Dalam sambutannya, Kepala Biro Humas dan KIP UI, Dra. Amelita Lusia, M.Si. mengatakan, “Di UI, seluruh tim humas bekerja sama dalam membangun branding UI dan bersama-sama menjaga reputasi UI. Masih banyak hal untuk ditingkatkan, digali, dan dipelajari. Kegiatan hari ini tidak hanya berupa sharing, tetapi sifatnya juga dialog. Kami berharap apa yang disampaikan hari ini akan bermanfaat bagi kita semua.”

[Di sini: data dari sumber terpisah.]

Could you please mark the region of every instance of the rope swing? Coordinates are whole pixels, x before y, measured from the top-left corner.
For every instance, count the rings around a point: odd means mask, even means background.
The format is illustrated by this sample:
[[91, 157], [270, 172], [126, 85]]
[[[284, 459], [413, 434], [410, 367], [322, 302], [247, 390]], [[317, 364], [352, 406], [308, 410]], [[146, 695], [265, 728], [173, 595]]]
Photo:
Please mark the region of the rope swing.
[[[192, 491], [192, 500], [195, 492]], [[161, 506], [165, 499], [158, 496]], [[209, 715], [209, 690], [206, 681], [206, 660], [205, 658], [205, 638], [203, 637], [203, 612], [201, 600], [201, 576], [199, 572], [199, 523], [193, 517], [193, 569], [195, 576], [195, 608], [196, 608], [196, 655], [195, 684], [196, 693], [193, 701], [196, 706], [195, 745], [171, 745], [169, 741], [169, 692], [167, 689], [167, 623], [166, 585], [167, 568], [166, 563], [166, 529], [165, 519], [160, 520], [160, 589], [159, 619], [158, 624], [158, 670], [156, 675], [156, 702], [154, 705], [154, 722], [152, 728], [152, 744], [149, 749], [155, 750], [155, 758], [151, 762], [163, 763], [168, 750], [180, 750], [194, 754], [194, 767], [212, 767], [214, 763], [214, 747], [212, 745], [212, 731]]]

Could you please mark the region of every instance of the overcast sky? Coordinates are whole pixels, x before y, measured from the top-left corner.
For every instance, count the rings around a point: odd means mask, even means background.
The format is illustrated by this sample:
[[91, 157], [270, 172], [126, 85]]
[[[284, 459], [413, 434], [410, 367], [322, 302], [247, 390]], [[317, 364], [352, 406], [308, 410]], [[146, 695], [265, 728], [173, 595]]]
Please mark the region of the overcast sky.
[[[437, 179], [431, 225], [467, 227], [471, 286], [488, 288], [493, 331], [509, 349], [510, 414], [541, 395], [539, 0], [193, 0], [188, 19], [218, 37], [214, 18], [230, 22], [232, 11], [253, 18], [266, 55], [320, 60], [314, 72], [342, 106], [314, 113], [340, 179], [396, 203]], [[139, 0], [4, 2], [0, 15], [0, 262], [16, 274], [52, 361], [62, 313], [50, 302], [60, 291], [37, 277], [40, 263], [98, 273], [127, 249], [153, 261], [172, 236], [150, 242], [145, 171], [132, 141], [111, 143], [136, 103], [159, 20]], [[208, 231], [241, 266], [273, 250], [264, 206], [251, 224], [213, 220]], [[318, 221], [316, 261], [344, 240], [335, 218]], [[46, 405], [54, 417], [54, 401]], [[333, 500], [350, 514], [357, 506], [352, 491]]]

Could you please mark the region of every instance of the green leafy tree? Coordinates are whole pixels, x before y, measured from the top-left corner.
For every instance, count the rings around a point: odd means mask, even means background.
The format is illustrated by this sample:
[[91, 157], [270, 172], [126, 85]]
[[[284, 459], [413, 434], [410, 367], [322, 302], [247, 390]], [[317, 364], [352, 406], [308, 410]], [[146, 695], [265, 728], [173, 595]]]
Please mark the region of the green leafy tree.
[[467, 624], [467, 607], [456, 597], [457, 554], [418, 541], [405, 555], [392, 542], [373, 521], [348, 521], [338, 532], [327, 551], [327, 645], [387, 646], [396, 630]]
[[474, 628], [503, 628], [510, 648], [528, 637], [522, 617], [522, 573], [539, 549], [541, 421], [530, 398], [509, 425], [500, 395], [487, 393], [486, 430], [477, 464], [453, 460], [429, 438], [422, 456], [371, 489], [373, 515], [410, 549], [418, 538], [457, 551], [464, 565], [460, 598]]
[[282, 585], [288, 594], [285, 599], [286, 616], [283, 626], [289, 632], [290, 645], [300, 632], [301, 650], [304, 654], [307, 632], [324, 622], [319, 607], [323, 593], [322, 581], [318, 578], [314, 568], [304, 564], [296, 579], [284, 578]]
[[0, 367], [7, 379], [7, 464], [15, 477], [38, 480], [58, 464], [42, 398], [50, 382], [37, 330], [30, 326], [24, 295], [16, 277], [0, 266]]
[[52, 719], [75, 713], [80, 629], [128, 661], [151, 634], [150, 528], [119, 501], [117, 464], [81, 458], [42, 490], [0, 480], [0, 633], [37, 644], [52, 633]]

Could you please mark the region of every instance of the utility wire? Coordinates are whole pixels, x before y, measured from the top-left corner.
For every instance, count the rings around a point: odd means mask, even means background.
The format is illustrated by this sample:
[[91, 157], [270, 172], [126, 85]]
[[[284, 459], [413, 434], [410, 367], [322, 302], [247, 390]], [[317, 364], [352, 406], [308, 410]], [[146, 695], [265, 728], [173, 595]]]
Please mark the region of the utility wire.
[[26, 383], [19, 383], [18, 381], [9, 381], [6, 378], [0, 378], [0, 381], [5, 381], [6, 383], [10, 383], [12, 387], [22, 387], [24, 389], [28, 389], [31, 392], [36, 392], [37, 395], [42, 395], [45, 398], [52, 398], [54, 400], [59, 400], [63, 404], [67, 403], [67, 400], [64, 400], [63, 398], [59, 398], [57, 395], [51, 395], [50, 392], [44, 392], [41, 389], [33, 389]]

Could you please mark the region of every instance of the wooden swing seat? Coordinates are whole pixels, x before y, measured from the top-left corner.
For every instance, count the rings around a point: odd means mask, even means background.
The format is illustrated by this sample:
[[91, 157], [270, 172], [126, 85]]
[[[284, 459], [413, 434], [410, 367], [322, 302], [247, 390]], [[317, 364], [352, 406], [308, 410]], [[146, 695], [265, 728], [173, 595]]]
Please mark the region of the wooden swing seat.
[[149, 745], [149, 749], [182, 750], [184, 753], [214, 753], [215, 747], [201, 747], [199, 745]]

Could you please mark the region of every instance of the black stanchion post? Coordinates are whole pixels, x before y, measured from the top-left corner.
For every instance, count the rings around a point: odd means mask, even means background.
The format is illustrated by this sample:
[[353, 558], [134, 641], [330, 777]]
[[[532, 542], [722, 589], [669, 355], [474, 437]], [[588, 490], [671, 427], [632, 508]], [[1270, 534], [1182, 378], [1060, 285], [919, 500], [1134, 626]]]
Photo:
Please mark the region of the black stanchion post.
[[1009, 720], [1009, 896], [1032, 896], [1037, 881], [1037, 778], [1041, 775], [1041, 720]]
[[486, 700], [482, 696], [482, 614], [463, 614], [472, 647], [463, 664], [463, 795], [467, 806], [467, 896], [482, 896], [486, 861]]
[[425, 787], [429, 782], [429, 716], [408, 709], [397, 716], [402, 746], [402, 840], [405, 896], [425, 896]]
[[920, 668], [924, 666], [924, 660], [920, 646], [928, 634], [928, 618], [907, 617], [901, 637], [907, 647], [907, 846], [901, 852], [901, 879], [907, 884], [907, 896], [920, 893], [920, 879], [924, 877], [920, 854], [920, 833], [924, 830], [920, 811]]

Workshop ini menghadirkan Asmono Wikan, S.Sos., M.I.Kom sebagai narasumber untuk membicarakan dinamika pers dan praktik relasi media. Saat ini, Asmono menjabat sebagai Chief Executive Officer (CEO) PR Indonesia Group dan merupakan anggota Dewan Pers. Menurut Asmono, 70 persen pekerjaan humas merupakan praktik media relation, baik dengan media konvensional atau media sosial. Oleh karena itu, praktisi humas harus merawat relasi dengan rekan pers karena media merupakan salah satu stakeholder penting.
Dalam pemaparannya, Asmono mengungkapkan beberapa tantangan yang dihadapi pers dewasa ini. Hampir seluruh pekerja media saat ini bergantung pada platform media sosial atau algoritma Google untuk mengetahui berita yang sedang hangat dibicarakan. Maka, dikhawatirkan media akan gagal jika tidak ada platform. Selain itu, aspek ekonomi di dunia pers juga tengah mengalami ketidakstabilan sehingga tidak selalu menjamin produksi karya yang berkualitas.
“Untuk menarik perhatian pembaca dan meningkatkan traffic, sekarang ini muncul clickbait. Ini merupakan permainan media yang dapat menyudutkan pihak humas karena isi berita kerap tidak sesuai dengan judul. Sementara itu, beberapa media arus utama mencoba mengambil hati publik untuk mendukung mereka menghadirkan jurnalisme berkualitas dengan cara berlangganan. Sayangnya, sebagian besar masyarakat Indonesia belum rela membayar untuk membaca berita,” ungkap Asmono.
Humas dinilai memiliki fungsi yang sangat strategis karena berperan menjadi penasihat Board of Directors (BOD) suatu organisasi dalam berkomunikasi. Dalam banyak kasus, pimpinan tidak paham lanskap media sehingga praktisi humas harus memilih media dengan kualitas jurnalisme yang baik dan independen. Tidak hanya mengenal reporternya, paktisi humas juga perlu mengetahui redaktur dan pemilik dari suatu media supaya dapat memahami ideologinya.
Asmono mengatakan, “Sebagai humas, aturan pokoknya adalah jangan pernah melakukan kesalahan. Tugas pertama humas adalah mengoreksi semua hal supaya informasi yang keluar dari organisasi perfect. Ketika organisasi mengalami masalah, humas perlu mengedepankan komunikasi krisis sebagai upaya recovery kesalahan untuk memperbaiki reputasi yang tergores. Selain itu, humas sebagai praktisi komunikasi perlu berbicara dengan jelas dan dengan data yang akurat. Berbicara boleh saja sembarangan, tetapi ketika kita berkomunikasi, harus ada pesan yang disampaikan.”